Denmark is handing over its nineteen F-16s to Kyiv, with the first six to arrive within months. The Danes plan on replenishing their air fleet with newer aircraft. Copenhagen recently undertook another dramatic development, announcing plans to conscript women for military service, where Danish women already serve as volunteers. The conscription  move was preceded years earlier by Norway and Sweden, the only other European countries with this policy. In Norway, selection for the military is highly selective, so not everyone has to serve; military branches are small and prestigious, and the ranks are full of volunteers.

A NATO lake

Stockholm had looked to the United States and its NATO allies to hold the Soviet navy at bay in the Baltic. Now, Sweden and its Nordic partners are turning these waters into a NATO lake. This will also benefit the deterrence capabilities of the three tiny Baltic nations (Estonia, Latvia, and Lithuania), all of which are NATO members, too. Thus Putin, who once dreamed of returning Russia to its imperial past, now confronts dawning opposition in his northern territory. Oblivious to history’s law of unintended consequences, Putin undid Russia’s political upper hand and undercut its military leverage in the Baltic Sea. The Russian dictator has unlocked Nordic motivation to pursue self-defense: their military forces are up to date and inured to operations in extreme inclement weather, typically a Russian advantage.
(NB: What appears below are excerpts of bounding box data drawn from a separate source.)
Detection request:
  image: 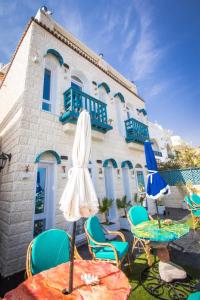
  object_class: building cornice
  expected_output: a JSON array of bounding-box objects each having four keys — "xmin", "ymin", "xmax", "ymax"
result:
[
  {"xmin": 0, "ymin": 17, "xmax": 144, "ymax": 102},
  {"xmin": 31, "ymin": 17, "xmax": 144, "ymax": 102}
]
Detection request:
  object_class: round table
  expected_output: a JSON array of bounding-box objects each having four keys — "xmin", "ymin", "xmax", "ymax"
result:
[
  {"xmin": 131, "ymin": 220, "xmax": 196, "ymax": 300},
  {"xmin": 131, "ymin": 220, "xmax": 189, "ymax": 266},
  {"xmin": 4, "ymin": 260, "xmax": 131, "ymax": 300},
  {"xmin": 131, "ymin": 220, "xmax": 189, "ymax": 243}
]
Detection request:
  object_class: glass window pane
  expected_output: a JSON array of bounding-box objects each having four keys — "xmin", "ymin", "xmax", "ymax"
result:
[
  {"xmin": 33, "ymin": 219, "xmax": 46, "ymax": 237},
  {"xmin": 35, "ymin": 168, "xmax": 46, "ymax": 214},
  {"xmin": 137, "ymin": 171, "xmax": 145, "ymax": 193},
  {"xmin": 42, "ymin": 102, "xmax": 51, "ymax": 111},
  {"xmin": 76, "ymin": 218, "xmax": 86, "ymax": 236},
  {"xmin": 43, "ymin": 69, "xmax": 51, "ymax": 100},
  {"xmin": 71, "ymin": 82, "xmax": 82, "ymax": 91}
]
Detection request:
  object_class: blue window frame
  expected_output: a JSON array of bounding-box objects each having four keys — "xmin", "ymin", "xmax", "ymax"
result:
[
  {"xmin": 71, "ymin": 81, "xmax": 82, "ymax": 91},
  {"xmin": 43, "ymin": 69, "xmax": 51, "ymax": 100},
  {"xmin": 42, "ymin": 68, "xmax": 52, "ymax": 111}
]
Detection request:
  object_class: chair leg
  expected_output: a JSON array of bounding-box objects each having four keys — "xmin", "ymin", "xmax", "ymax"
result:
[
  {"xmin": 127, "ymin": 253, "xmax": 133, "ymax": 272},
  {"xmin": 144, "ymin": 242, "xmax": 153, "ymax": 266},
  {"xmin": 131, "ymin": 237, "xmax": 139, "ymax": 254},
  {"xmin": 192, "ymin": 214, "xmax": 196, "ymax": 230}
]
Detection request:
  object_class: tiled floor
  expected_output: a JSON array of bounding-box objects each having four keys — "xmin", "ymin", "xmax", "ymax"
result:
[{"xmin": 0, "ymin": 208, "xmax": 200, "ymax": 297}]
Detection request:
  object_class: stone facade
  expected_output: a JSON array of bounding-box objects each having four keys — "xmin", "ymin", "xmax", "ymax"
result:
[
  {"xmin": 148, "ymin": 121, "xmax": 173, "ymax": 162},
  {"xmin": 0, "ymin": 12, "xmax": 147, "ymax": 276}
]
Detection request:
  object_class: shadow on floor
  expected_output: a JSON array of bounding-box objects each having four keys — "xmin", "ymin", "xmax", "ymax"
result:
[{"xmin": 0, "ymin": 208, "xmax": 200, "ymax": 297}]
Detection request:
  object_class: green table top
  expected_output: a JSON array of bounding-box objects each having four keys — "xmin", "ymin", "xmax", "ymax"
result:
[{"xmin": 131, "ymin": 220, "xmax": 189, "ymax": 243}]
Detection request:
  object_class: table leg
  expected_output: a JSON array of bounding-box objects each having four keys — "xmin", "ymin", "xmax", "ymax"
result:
[{"xmin": 144, "ymin": 242, "xmax": 153, "ymax": 266}]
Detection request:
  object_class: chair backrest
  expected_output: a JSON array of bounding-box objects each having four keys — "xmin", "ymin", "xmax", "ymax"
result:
[
  {"xmin": 184, "ymin": 195, "xmax": 193, "ymax": 209},
  {"xmin": 85, "ymin": 216, "xmax": 106, "ymax": 243},
  {"xmin": 31, "ymin": 229, "xmax": 70, "ymax": 275},
  {"xmin": 128, "ymin": 205, "xmax": 149, "ymax": 225},
  {"xmin": 190, "ymin": 194, "xmax": 200, "ymax": 206}
]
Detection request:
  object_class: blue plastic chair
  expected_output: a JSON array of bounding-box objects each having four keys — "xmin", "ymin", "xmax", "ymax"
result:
[
  {"xmin": 127, "ymin": 205, "xmax": 153, "ymax": 265},
  {"xmin": 185, "ymin": 194, "xmax": 200, "ymax": 230},
  {"xmin": 187, "ymin": 292, "xmax": 200, "ymax": 300},
  {"xmin": 26, "ymin": 229, "xmax": 81, "ymax": 277},
  {"xmin": 84, "ymin": 216, "xmax": 128, "ymax": 268}
]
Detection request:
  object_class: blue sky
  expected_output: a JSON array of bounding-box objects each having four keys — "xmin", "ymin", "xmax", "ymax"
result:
[{"xmin": 0, "ymin": 0, "xmax": 200, "ymax": 145}]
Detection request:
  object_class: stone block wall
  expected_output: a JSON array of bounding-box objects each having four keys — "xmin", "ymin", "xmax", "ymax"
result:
[{"xmin": 0, "ymin": 14, "xmax": 145, "ymax": 276}]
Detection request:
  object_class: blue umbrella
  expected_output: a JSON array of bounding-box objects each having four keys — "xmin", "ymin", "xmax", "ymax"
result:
[{"xmin": 144, "ymin": 141, "xmax": 170, "ymax": 227}]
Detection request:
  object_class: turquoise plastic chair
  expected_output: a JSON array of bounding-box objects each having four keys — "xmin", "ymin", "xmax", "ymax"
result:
[
  {"xmin": 127, "ymin": 205, "xmax": 153, "ymax": 265},
  {"xmin": 84, "ymin": 216, "xmax": 128, "ymax": 268},
  {"xmin": 187, "ymin": 292, "xmax": 200, "ymax": 300},
  {"xmin": 128, "ymin": 205, "xmax": 149, "ymax": 226},
  {"xmin": 26, "ymin": 229, "xmax": 80, "ymax": 277},
  {"xmin": 185, "ymin": 194, "xmax": 200, "ymax": 230}
]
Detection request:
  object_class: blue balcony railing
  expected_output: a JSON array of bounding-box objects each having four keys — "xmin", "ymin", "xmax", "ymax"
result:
[
  {"xmin": 125, "ymin": 118, "xmax": 149, "ymax": 144},
  {"xmin": 153, "ymin": 150, "xmax": 162, "ymax": 157},
  {"xmin": 60, "ymin": 87, "xmax": 112, "ymax": 133}
]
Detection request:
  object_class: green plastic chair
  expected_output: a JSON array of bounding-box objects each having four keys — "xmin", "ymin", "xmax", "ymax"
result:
[
  {"xmin": 184, "ymin": 194, "xmax": 200, "ymax": 230},
  {"xmin": 84, "ymin": 216, "xmax": 129, "ymax": 268},
  {"xmin": 26, "ymin": 229, "xmax": 80, "ymax": 277},
  {"xmin": 127, "ymin": 205, "xmax": 153, "ymax": 265},
  {"xmin": 128, "ymin": 205, "xmax": 149, "ymax": 226},
  {"xmin": 187, "ymin": 292, "xmax": 200, "ymax": 300}
]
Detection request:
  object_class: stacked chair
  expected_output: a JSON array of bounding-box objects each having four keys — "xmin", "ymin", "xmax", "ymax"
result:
[
  {"xmin": 26, "ymin": 229, "xmax": 81, "ymax": 277},
  {"xmin": 185, "ymin": 194, "xmax": 200, "ymax": 230},
  {"xmin": 85, "ymin": 216, "xmax": 130, "ymax": 268},
  {"xmin": 128, "ymin": 205, "xmax": 153, "ymax": 265}
]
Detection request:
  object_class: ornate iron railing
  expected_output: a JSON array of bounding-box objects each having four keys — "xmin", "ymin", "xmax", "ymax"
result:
[
  {"xmin": 125, "ymin": 118, "xmax": 149, "ymax": 144},
  {"xmin": 153, "ymin": 150, "xmax": 162, "ymax": 157},
  {"xmin": 60, "ymin": 87, "xmax": 112, "ymax": 133},
  {"xmin": 159, "ymin": 168, "xmax": 200, "ymax": 185}
]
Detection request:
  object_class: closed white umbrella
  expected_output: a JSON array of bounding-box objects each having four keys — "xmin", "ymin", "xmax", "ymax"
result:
[{"xmin": 60, "ymin": 110, "xmax": 99, "ymax": 293}]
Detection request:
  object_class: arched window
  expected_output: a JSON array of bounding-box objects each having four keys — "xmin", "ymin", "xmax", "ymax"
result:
[
  {"xmin": 42, "ymin": 54, "xmax": 60, "ymax": 113},
  {"xmin": 152, "ymin": 139, "xmax": 160, "ymax": 151},
  {"xmin": 167, "ymin": 144, "xmax": 173, "ymax": 158},
  {"xmin": 99, "ymin": 86, "xmax": 108, "ymax": 103},
  {"xmin": 135, "ymin": 164, "xmax": 145, "ymax": 194},
  {"xmin": 71, "ymin": 76, "xmax": 83, "ymax": 91},
  {"xmin": 115, "ymin": 95, "xmax": 125, "ymax": 136}
]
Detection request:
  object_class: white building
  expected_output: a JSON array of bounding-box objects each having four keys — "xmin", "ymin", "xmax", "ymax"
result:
[
  {"xmin": 171, "ymin": 135, "xmax": 189, "ymax": 148},
  {"xmin": 148, "ymin": 121, "xmax": 174, "ymax": 162},
  {"xmin": 0, "ymin": 10, "xmax": 152, "ymax": 276}
]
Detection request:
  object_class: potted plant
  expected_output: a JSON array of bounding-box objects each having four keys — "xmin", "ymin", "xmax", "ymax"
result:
[
  {"xmin": 99, "ymin": 197, "xmax": 117, "ymax": 240},
  {"xmin": 116, "ymin": 195, "xmax": 131, "ymax": 230},
  {"xmin": 134, "ymin": 193, "xmax": 146, "ymax": 207},
  {"xmin": 157, "ymin": 199, "xmax": 165, "ymax": 216}
]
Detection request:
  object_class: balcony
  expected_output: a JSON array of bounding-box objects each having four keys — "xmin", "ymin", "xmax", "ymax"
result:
[
  {"xmin": 59, "ymin": 87, "xmax": 112, "ymax": 133},
  {"xmin": 125, "ymin": 118, "xmax": 149, "ymax": 144},
  {"xmin": 153, "ymin": 150, "xmax": 162, "ymax": 157}
]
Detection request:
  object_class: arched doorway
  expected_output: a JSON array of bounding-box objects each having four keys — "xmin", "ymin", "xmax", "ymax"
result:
[
  {"xmin": 103, "ymin": 159, "xmax": 118, "ymax": 222},
  {"xmin": 33, "ymin": 150, "xmax": 61, "ymax": 237},
  {"xmin": 121, "ymin": 160, "xmax": 133, "ymax": 201}
]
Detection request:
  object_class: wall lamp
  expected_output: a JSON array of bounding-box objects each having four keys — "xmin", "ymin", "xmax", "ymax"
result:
[{"xmin": 0, "ymin": 152, "xmax": 12, "ymax": 172}]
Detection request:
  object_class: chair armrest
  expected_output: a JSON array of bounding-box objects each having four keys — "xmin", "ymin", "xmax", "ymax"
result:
[
  {"xmin": 106, "ymin": 230, "xmax": 126, "ymax": 242},
  {"xmin": 90, "ymin": 242, "xmax": 119, "ymax": 261}
]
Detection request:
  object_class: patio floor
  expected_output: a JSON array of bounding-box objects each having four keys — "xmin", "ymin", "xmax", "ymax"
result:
[{"xmin": 0, "ymin": 208, "xmax": 200, "ymax": 300}]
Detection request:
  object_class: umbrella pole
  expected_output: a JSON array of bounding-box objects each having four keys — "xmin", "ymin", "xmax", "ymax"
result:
[
  {"xmin": 156, "ymin": 199, "xmax": 161, "ymax": 228},
  {"xmin": 63, "ymin": 222, "xmax": 76, "ymax": 295}
]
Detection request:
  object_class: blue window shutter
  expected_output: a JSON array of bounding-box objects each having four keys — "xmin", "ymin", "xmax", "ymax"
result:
[
  {"xmin": 71, "ymin": 81, "xmax": 82, "ymax": 91},
  {"xmin": 43, "ymin": 69, "xmax": 51, "ymax": 100}
]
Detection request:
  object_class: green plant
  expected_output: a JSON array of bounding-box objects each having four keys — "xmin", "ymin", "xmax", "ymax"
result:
[
  {"xmin": 134, "ymin": 193, "xmax": 146, "ymax": 205},
  {"xmin": 116, "ymin": 195, "xmax": 131, "ymax": 217},
  {"xmin": 99, "ymin": 197, "xmax": 113, "ymax": 224},
  {"xmin": 158, "ymin": 146, "xmax": 200, "ymax": 170}
]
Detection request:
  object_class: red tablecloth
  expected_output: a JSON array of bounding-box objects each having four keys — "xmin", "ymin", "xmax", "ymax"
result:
[{"xmin": 4, "ymin": 260, "xmax": 131, "ymax": 300}]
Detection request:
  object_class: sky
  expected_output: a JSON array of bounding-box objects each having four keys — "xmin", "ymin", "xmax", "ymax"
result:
[{"xmin": 0, "ymin": 0, "xmax": 200, "ymax": 146}]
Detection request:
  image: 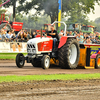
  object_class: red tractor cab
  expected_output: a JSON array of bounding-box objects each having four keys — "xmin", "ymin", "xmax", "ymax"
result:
[{"xmin": 0, "ymin": 14, "xmax": 23, "ymax": 32}]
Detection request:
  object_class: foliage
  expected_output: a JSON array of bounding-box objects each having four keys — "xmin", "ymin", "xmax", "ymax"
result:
[
  {"xmin": 16, "ymin": 15, "xmax": 51, "ymax": 29},
  {"xmin": 0, "ymin": 0, "xmax": 6, "ymax": 15},
  {"xmin": 3, "ymin": 0, "xmax": 100, "ymax": 23}
]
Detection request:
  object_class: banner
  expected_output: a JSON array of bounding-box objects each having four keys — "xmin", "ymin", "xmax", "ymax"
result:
[{"xmin": 0, "ymin": 42, "xmax": 27, "ymax": 53}]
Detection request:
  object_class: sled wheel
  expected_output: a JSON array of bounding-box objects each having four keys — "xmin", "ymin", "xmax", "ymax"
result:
[
  {"xmin": 41, "ymin": 55, "xmax": 50, "ymax": 69},
  {"xmin": 16, "ymin": 53, "xmax": 25, "ymax": 68}
]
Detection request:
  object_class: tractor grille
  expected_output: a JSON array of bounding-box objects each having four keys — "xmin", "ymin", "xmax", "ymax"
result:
[{"xmin": 27, "ymin": 44, "xmax": 35, "ymax": 49}]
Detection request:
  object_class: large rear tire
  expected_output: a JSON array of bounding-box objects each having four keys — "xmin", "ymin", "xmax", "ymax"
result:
[
  {"xmin": 95, "ymin": 55, "xmax": 100, "ymax": 69},
  {"xmin": 0, "ymin": 23, "xmax": 12, "ymax": 31},
  {"xmin": 16, "ymin": 53, "xmax": 25, "ymax": 68},
  {"xmin": 58, "ymin": 39, "xmax": 80, "ymax": 69},
  {"xmin": 31, "ymin": 58, "xmax": 41, "ymax": 67}
]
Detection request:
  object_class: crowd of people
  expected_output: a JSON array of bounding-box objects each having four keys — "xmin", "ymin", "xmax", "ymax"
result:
[
  {"xmin": 0, "ymin": 29, "xmax": 32, "ymax": 42},
  {"xmin": 59, "ymin": 30, "xmax": 100, "ymax": 44},
  {"xmin": 0, "ymin": 29, "xmax": 100, "ymax": 44}
]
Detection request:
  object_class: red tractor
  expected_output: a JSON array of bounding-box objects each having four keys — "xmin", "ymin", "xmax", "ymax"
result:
[
  {"xmin": 0, "ymin": 14, "xmax": 23, "ymax": 32},
  {"xmin": 16, "ymin": 21, "xmax": 80, "ymax": 69}
]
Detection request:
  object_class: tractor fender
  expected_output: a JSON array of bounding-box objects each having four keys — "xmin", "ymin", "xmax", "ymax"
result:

Sweden’s long coastline and strategic islands will enhance NATO’s bottling up of Russian warships in Baltic waters. Finland and Demark also possess islands. NATO can surveil the strategic Russian port of Murmansk on the Kola Peninsula, which houses some two-thirds of Russia’s second-strike nuclear missiles.

In addition, Finish, Norwegian, and Swedish territory extends into the Arctic Circle. Denmark also lays claim to Arctic real estate through its association with Greenland. The Arctic Circle is a crucial geostrategic asset in America’s growing confrontation with Russia and China, both of which lay claim to territorial rights in the Arctic zone.

It is all but certain the Russian dictator will retaliate. Russian hackers have taken down Danish transit and communication sites. In the Soviet era, the Red Army kept Norway and Finland on edge with border provocations. Moscow can return to these tactics. Russia has been pushing asylum-seekers from Syria, Yemen, and Somalia toward Finland, prompting the Helsinki government to close its border crossings with Russia.

Final thoughts

The membership of the Nordic nations in the transatlantic alliance has altered the power balance in the Baltic in a way not seen in the history of the region. Centuries of wars, foreign occupations, and divisions going back more than a thousand years have been swept away.

It behooves Washington to make the most of this new strategic reality. Finland and Sweden will have to integrate their national forces with those of Denmark, Norway, and the other NATO members, and established members will need to understand the Swedish and Finnish strengths and military capabilities. The growing pains are not likely to be long or arduous. Moreover, the new order of defense stretching from the Arctic Circle to the Kiel Canal is a bulwark worthy of the effort.